“At this, she turned around and saw Jesus standing there, but she did not realize that it was Jesus.”
John 20:14
In the northern plains of Chile, you will find the Atacama Desert, also known as the driest place on earth. How dry? Scientists compare it to Mars. NASA goes there to practice their landings.
Every five to seven years, Atacama gets a major downpour – years-worth of rain, sometimes in just twenty-four hours. Then two-hundred species bloom.
The seeds that have been underground, just surviving in the driest desert ever, are strong enough make it on five to seven years of no rain: The seeds are made that way. Or they evolved to be like that. They can make it, but just barely. No flower wants to live without water that long. No flower should.
It’s beautiful – the Atacama bloom. It’s kind of miraculous that this happens. I would love to see it in person. I would love to see it, but I wouldn’t want to live there. The years between the rains – the famine between the blossoms – I’m not sure I could handle that.
When God speaks, it is like water for your soul.
The human body can go without water for about three days. Water does a bunch of essential things:
Your ability to think and speak clearly.
It lubricates your joints.
Water is like a bouncer for toxins in your body.
Water is the UPS that delivers oxygen throughout your body.
We need to hear God, like we need water to live and work and play. We can go a long time without hearing a word from God, but it’s never pretty: You can’t bloom or thrive in a desert, in a famine.
The prophets of Israel spoke about famine and deserts. The prophet Amos (8:11-13) said this: A time was coming when Israel would experience a famine of the Word – a desert where God’s voice could not be heard.
In the time of Amos, Israel split into two kingdoms: A national divorce. People claiming to speak for God on both sides. Most of the people lived in comfort and were prosperous. Businesses throughout the land tried to exploit and dominate those they should serve. The poor were overlooked. So, it’s no mystery, in all this, that the people couldn’t hear God.
Amos said this about all that: “This is what the Lord God showed me: behold, a basket of summer fruit.” (8:1-2) That sounds good and hopeful.
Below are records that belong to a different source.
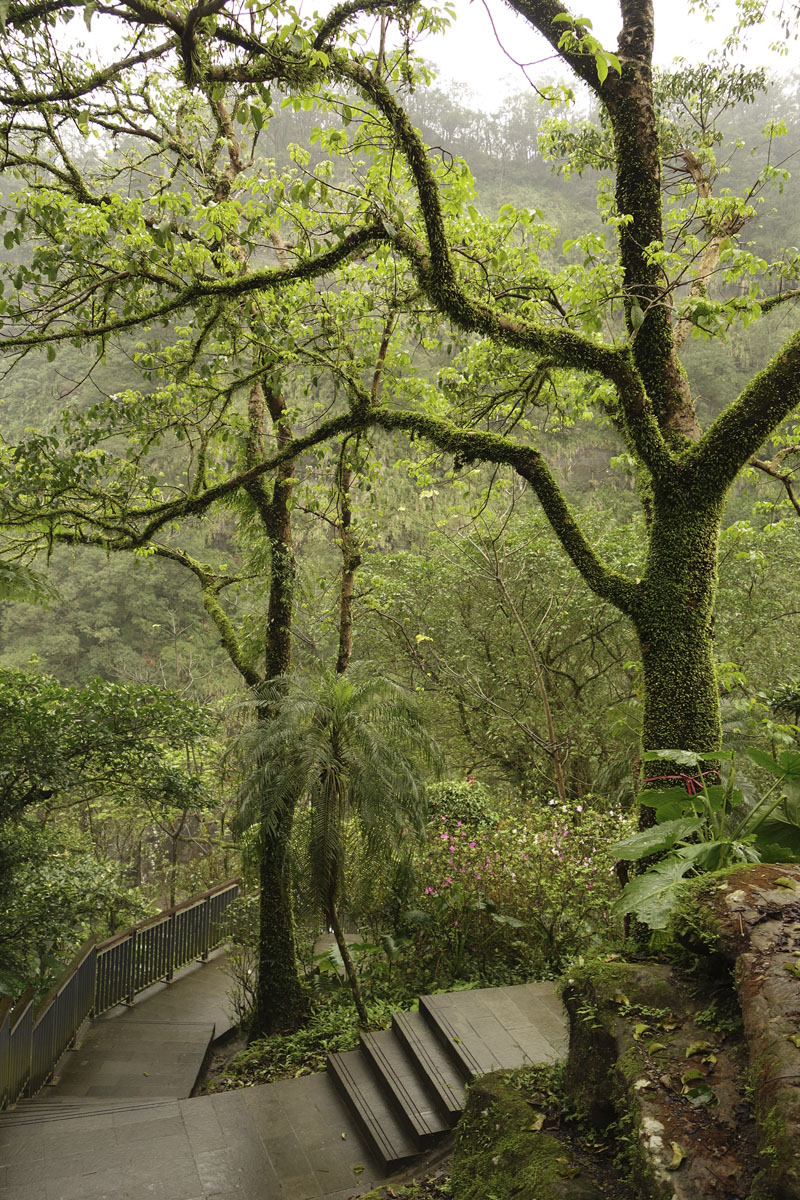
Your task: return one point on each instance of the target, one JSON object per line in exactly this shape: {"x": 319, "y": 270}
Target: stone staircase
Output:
{"x": 120, "y": 1120}
{"x": 405, "y": 1086}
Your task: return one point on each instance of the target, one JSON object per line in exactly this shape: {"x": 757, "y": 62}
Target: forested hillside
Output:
{"x": 398, "y": 502}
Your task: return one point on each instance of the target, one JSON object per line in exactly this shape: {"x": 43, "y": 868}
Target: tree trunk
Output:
{"x": 280, "y": 999}
{"x": 349, "y": 966}
{"x": 675, "y": 627}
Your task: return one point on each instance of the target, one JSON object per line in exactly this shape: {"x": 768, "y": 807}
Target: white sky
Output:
{"x": 468, "y": 53}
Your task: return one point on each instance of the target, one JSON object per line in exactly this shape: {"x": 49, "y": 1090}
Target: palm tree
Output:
{"x": 353, "y": 749}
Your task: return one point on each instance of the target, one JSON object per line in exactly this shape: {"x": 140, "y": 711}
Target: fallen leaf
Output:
{"x": 678, "y": 1156}
{"x": 697, "y": 1048}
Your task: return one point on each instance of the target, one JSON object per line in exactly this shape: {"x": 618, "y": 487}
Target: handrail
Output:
{"x": 100, "y": 977}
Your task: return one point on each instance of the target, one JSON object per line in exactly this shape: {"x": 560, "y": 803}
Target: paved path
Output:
{"x": 119, "y": 1133}
{"x": 154, "y": 1049}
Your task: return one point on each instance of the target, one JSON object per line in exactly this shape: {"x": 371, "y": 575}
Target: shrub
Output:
{"x": 464, "y": 802}
{"x": 516, "y": 900}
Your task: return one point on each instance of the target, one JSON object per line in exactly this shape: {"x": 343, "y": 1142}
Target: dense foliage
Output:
{"x": 244, "y": 289}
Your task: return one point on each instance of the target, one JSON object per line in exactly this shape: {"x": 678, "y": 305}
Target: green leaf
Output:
{"x": 789, "y": 761}
{"x": 656, "y": 839}
{"x": 763, "y": 760}
{"x": 678, "y": 1156}
{"x": 653, "y": 895}
{"x": 779, "y": 840}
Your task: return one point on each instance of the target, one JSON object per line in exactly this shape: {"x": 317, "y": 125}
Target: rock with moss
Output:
{"x": 751, "y": 919}
{"x": 641, "y": 1061}
{"x": 499, "y": 1153}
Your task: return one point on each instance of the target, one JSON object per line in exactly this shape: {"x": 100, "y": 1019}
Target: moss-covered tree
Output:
{"x": 609, "y": 334}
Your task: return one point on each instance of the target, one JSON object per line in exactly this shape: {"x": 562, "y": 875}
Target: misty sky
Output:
{"x": 469, "y": 53}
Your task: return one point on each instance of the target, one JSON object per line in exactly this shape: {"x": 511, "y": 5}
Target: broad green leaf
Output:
{"x": 779, "y": 840}
{"x": 789, "y": 761}
{"x": 656, "y": 839}
{"x": 651, "y": 897}
{"x": 763, "y": 760}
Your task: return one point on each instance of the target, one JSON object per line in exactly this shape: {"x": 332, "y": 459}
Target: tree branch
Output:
{"x": 744, "y": 426}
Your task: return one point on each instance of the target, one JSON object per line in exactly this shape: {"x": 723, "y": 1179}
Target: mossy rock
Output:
{"x": 594, "y": 996}
{"x": 499, "y": 1155}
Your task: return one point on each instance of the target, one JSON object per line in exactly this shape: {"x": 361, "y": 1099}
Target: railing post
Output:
{"x": 5, "y": 1015}
{"x": 170, "y": 947}
{"x": 130, "y": 991}
{"x": 206, "y": 928}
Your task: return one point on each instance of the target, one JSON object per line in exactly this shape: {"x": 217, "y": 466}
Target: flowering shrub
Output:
{"x": 519, "y": 899}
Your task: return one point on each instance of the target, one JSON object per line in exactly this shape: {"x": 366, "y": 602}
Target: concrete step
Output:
{"x": 451, "y": 1036}
{"x": 366, "y": 1099}
{"x": 441, "y": 1077}
{"x": 404, "y": 1084}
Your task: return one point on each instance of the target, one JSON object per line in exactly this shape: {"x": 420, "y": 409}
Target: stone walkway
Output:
{"x": 119, "y": 1126}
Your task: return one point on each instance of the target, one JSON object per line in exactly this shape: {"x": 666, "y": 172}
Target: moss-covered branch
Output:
{"x": 210, "y": 587}
{"x": 470, "y": 445}
{"x": 744, "y": 426}
{"x": 264, "y": 280}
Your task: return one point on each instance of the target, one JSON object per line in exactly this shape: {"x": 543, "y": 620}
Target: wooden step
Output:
{"x": 441, "y": 1075}
{"x": 400, "y": 1077}
{"x": 390, "y": 1141}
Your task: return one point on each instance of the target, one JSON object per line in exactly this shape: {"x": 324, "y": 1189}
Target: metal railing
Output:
{"x": 32, "y": 1039}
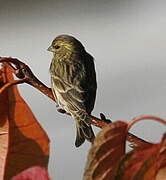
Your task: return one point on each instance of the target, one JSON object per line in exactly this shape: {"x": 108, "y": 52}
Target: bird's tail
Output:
{"x": 84, "y": 131}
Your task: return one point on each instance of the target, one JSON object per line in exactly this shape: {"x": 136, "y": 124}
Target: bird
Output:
{"x": 73, "y": 83}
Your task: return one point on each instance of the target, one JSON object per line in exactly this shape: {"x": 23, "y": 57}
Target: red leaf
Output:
{"x": 23, "y": 142}
{"x": 33, "y": 173}
{"x": 143, "y": 163}
{"x": 106, "y": 152}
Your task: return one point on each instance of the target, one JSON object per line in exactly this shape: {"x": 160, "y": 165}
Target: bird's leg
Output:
{"x": 25, "y": 75}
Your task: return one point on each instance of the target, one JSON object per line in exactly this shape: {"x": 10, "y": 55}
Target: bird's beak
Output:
{"x": 51, "y": 49}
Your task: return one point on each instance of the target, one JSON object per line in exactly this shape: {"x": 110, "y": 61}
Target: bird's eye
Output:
{"x": 57, "y": 47}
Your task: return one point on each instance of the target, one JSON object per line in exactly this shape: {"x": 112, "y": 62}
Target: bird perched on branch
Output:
{"x": 73, "y": 81}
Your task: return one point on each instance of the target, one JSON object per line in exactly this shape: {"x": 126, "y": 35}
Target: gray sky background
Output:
{"x": 127, "y": 39}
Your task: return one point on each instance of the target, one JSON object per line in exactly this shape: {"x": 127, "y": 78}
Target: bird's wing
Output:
{"x": 70, "y": 95}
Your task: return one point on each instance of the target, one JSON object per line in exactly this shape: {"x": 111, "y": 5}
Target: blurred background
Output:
{"x": 127, "y": 39}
But it meant that there would be no harvest on the other side of that basket. The basket was it. The famine was next.
Again and again, the prophets following Amos, came to Israel to tell them that a famine was possible. And then it happened for much longer than anyone would’ve liked: Between the last prophet of Israel and Jesus, four-hundred years of no water, no Word from God. Four-hundred years of spiritual Atacama desert.
What has the desert been like for you? I mean: the last few years?
Spiritually, what I see, is that most of us have been in a desert zone:
Our nation, like Amos’, sometimes feels like two, different kingdoms.
The emotional and spiritual isolation and effects of COVID are far from over.
Division, doubt and death have dried up our land.
We are, all of us, a little like the disciples who went to the tomb, the day after the Crucifixion. Like Mary, we can barely hear the Lord, who stands right in front of us (Philippians 4:5).
With Jesus, the disciples had three years of water, after four-hundred years of famine: Three years of blooming in a desert. Then division, doubt, and death did their worst, in just three days. The disciples scatter. The strongest disciple in enough fear that he denies Jesus. The shoot of Jesse – the flowering work of Christ – ripped from the stump and nailed to a Cross.
The disciples’ experience of division, death, and doubt reached right into their hearts, and made them think: “Okay, was that it? Will God stop speaking, again? Should we prepare for famine, for the desert?”
If division, death, and doubt have done their worst to you in the past few years, it’s time to leave the desert: Turn to Him in prayer, in a local church, and wait for the rain.